Mas voltaram. Odisseu, depois de vinte anos, volta para casa e aí tem que
conquistar outra vez sua mulher, agora com vários pretendentes. Passados
vinte anos, a mulher não mais o reconhece. Há que vencer os concorrentes,
eliminando-os, um a um. Nem vencendo a prova do olho do machado, a mulher
o reconhece, afinal é mais fácil um camelo passar pelo buraco
de uma agulha que um rico entrar no reino do céu. Penélope só o reconhece
como marido quando ele lhe fornece a senha correta, construída sobre um segredo
de alcova: o tálamo talhado sobre o tronco de uma oliveira de folhas alongadas
(XXIII: 190-91). A solução tem que ser discursiva. É pelo discurso que Leopold
Bloom reconquista sua mulher Marion Bloom. A metáfora é forte: é no inamovível
tálamo que se sabe quem é quem! Porque o que se diz na cama não se esquece.
E, agora, Leopold Bloom pede, como a muito não fazia, desde o Hotel City
Arms, seu café na cama, e com dois ovos, please.

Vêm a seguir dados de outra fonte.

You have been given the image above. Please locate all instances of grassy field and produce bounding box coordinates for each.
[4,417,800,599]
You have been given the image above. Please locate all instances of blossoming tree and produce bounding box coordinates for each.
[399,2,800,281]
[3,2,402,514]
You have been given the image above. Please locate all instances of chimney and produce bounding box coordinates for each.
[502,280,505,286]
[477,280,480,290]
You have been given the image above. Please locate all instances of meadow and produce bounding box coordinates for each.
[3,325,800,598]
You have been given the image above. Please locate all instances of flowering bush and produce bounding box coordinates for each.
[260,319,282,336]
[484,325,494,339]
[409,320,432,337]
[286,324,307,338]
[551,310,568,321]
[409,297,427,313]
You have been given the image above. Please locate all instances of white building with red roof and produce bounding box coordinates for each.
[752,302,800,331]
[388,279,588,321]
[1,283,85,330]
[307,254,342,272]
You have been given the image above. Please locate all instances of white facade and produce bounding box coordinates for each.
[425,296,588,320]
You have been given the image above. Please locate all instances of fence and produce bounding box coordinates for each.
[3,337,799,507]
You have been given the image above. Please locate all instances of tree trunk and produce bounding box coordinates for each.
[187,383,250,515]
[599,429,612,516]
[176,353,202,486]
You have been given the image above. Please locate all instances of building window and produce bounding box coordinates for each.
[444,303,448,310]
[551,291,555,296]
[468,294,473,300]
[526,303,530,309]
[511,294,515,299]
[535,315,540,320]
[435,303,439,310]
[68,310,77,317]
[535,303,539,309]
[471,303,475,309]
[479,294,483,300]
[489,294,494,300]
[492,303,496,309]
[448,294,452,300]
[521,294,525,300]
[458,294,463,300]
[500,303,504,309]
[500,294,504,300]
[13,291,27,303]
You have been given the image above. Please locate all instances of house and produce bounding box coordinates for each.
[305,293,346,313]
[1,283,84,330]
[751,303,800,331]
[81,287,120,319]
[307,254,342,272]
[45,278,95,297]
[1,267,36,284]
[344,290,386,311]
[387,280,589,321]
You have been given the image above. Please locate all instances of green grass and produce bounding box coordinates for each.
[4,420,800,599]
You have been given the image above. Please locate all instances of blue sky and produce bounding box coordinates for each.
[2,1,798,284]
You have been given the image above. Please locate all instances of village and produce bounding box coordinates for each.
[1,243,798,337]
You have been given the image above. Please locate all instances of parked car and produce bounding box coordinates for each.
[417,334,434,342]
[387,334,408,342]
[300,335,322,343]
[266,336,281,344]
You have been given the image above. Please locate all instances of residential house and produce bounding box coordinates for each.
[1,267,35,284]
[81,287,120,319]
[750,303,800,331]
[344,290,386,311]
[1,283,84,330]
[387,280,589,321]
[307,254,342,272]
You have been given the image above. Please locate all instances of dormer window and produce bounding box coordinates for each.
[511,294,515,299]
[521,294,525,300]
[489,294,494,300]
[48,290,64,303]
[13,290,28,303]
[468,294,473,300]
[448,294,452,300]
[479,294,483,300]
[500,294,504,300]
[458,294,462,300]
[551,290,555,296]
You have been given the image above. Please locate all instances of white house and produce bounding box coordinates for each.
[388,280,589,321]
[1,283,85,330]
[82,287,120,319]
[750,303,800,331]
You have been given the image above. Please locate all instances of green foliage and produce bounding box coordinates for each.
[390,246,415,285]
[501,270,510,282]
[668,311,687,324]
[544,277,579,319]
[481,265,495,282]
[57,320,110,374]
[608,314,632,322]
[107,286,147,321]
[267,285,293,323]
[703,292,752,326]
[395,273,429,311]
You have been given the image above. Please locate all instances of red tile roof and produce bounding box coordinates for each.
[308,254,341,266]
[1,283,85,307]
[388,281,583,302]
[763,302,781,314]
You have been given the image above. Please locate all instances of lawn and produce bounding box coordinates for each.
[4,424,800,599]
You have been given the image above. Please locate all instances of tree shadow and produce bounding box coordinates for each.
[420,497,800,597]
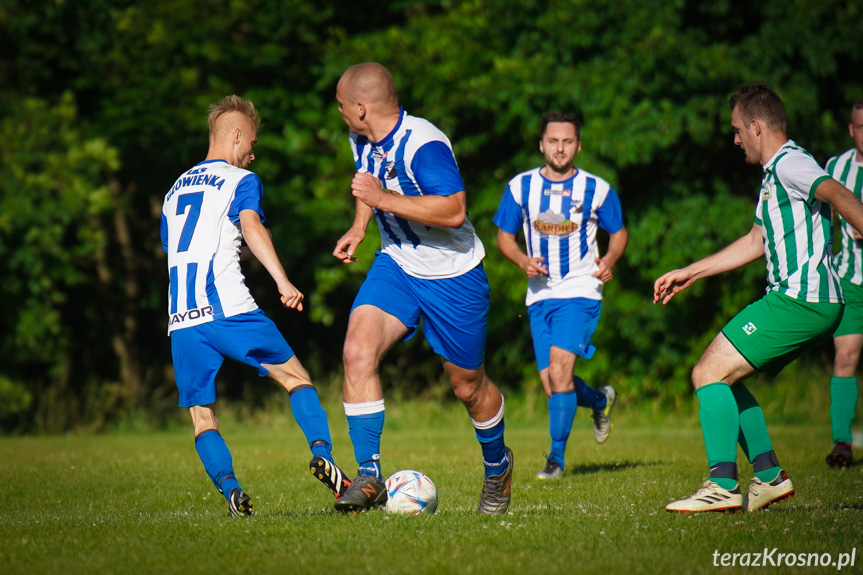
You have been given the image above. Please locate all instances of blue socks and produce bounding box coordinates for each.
[472,396,508,477]
[289,385,333,460]
[345,399,385,479]
[195,430,241,500]
[574,376,607,411]
[548,391,578,467]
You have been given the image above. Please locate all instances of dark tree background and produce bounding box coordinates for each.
[1,0,861,432]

Daí em diante, Molly
não resistirá mais. Para quem conhece a linguagem dos selos (p.788),
não é difícil decifrar a implicação de sua posição nas bordas do envelope.
O título deste décimo oitavo capítulo chama-se Penélope, justamente em
homenagem ao capítulo XXIII de A Odisséia. Penélope, a quase sempre
citada como exemplo da esposa fiel, servirá de modelo para a figura parodística
da mal dita infiel Molly Bloom.
Conheçamos de Molly o que se pode conhecer. Veremos que não é muito! Seu
monólogo não tem a mesma consistência do de Stephen Dedalus, um sujeito
que veio d’a lus – permitam que o diga luz assim, com ‘s’
– inversamente, para a sonora ded (death), para a morte. Ela
faz um balanço de sua vida, recorda, mas não se analisa. Enquanto Stephen
se compara com outros, buscando saber quem é, Molly, ao comparar-se com
outras, fica restrita a um primário e alienante nível de identificação.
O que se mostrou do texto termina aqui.